Pulmonary nodular lymphoid hyperplasia (PNLH) is a type of benign lymphoproliferative disease that can affect the lung.
It can present in any age group although the majority of cases present between 50 and 70 years of age 6.
Most cases are usually asymptomatic and found incidentally on imaging for an unrelated cause. Occasionally, there can be symptoms such as shortness of breath, cough and/or pleuritic chest pain.
Most, if not all, such cases are favoured tp represent extranodal marginal zone B-cell lymphomas masquerading as reactive lesions.

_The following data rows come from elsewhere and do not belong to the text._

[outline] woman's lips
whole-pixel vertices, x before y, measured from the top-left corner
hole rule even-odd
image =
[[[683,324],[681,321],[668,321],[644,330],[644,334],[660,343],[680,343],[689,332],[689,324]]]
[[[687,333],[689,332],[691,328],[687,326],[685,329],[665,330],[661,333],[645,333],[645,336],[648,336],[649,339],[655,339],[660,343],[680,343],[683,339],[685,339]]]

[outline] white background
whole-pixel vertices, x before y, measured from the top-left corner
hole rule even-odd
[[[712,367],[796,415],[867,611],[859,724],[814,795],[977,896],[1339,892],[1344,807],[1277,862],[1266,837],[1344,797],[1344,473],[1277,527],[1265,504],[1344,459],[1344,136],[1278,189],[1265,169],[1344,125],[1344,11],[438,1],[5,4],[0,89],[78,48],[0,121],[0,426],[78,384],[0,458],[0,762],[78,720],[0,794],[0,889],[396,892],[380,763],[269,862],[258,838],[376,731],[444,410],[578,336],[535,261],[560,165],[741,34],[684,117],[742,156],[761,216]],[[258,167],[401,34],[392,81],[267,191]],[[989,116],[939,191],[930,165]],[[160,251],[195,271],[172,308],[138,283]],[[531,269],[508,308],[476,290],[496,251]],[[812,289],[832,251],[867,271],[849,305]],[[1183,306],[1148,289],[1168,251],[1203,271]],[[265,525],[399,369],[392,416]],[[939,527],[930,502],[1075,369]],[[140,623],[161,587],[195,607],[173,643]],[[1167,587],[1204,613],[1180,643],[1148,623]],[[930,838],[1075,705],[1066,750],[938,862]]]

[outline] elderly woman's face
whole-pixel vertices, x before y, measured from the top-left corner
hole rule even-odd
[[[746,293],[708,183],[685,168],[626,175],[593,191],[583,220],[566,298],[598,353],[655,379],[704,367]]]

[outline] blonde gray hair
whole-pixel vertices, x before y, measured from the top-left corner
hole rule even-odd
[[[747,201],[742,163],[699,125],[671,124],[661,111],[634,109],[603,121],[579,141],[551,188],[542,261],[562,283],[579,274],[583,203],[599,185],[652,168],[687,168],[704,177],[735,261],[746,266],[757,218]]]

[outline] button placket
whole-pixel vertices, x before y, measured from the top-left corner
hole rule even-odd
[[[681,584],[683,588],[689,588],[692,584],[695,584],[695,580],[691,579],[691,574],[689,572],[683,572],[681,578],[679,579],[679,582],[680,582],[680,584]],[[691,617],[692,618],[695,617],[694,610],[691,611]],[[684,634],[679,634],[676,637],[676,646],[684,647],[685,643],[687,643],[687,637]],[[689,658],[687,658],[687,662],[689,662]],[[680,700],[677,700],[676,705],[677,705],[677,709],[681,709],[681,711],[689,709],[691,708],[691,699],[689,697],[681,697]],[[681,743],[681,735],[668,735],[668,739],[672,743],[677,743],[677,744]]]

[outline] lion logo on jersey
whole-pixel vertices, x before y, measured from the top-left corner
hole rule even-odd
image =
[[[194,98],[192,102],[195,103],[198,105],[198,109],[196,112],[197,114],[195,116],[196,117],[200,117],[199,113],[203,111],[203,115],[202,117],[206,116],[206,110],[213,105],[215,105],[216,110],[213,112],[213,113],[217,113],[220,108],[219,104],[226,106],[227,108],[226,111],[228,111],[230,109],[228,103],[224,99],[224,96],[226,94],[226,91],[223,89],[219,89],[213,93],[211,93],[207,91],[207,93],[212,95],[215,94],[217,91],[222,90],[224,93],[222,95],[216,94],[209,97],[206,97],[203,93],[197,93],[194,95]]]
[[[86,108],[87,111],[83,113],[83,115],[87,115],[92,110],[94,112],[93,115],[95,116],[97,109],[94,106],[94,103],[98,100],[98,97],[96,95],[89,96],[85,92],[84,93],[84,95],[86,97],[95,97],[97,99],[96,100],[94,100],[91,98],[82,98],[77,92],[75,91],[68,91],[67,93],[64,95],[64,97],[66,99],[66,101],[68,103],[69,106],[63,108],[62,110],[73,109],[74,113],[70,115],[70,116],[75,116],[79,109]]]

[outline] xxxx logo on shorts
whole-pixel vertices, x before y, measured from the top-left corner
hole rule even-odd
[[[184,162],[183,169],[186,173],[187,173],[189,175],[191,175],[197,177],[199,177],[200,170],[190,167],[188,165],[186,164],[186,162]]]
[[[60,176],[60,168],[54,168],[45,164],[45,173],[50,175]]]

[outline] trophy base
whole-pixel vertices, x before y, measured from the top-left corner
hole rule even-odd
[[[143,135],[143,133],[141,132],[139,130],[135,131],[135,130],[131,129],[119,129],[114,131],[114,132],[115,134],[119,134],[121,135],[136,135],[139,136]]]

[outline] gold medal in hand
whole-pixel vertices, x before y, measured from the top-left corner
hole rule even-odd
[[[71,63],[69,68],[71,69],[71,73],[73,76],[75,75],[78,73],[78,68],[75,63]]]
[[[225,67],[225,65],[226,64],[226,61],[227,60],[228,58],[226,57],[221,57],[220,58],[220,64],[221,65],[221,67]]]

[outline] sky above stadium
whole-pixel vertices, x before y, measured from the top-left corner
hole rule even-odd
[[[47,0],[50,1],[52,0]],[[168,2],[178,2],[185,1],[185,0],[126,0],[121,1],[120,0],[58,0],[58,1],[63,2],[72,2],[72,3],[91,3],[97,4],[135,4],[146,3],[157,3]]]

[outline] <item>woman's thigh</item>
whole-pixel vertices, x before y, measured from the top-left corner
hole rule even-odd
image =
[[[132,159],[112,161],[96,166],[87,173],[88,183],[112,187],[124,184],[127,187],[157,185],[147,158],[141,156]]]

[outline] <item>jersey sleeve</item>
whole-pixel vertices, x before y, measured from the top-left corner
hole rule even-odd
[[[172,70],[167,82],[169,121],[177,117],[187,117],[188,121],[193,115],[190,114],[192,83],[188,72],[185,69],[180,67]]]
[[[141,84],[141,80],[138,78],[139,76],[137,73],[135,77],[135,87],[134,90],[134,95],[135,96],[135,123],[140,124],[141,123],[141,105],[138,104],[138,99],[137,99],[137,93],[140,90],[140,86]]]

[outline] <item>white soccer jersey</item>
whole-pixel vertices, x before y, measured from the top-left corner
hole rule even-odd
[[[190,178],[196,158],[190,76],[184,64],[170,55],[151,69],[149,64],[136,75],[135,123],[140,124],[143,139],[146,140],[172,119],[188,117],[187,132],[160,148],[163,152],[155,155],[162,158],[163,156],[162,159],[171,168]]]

There is usually dense nodular infiltration of mature, polyclonal lymphocytes and plasma cells with multiple reactive germinal centers. These are sharply demarcated from surrounding parenchyma and with central areas of scarring. Foci of organising pneumonia may be commonly seen in the periphery. There can also be mild, local lymphangitic spread of lymphocytes permeating into the perivascular interstitium.
Usually present as a solitary lesion. Described features on HRCT chest include 1:
- well-circumscribed nodular lesion: this can be a solitary pulmonary nodule or focal consolidation with an ~2 cm diameter
- coalescence of two or more nodules can rarely occur to form a discrete mass
- a very mild, focal lymphangitic pattern may be seen
History and etymology
It was initially described as pulmonary pseudolymphoma by S L Saltzstein in 1963 3. The term pulmonary nodular lymphoid hyperplasia was suggested by Kradin and Mark 6.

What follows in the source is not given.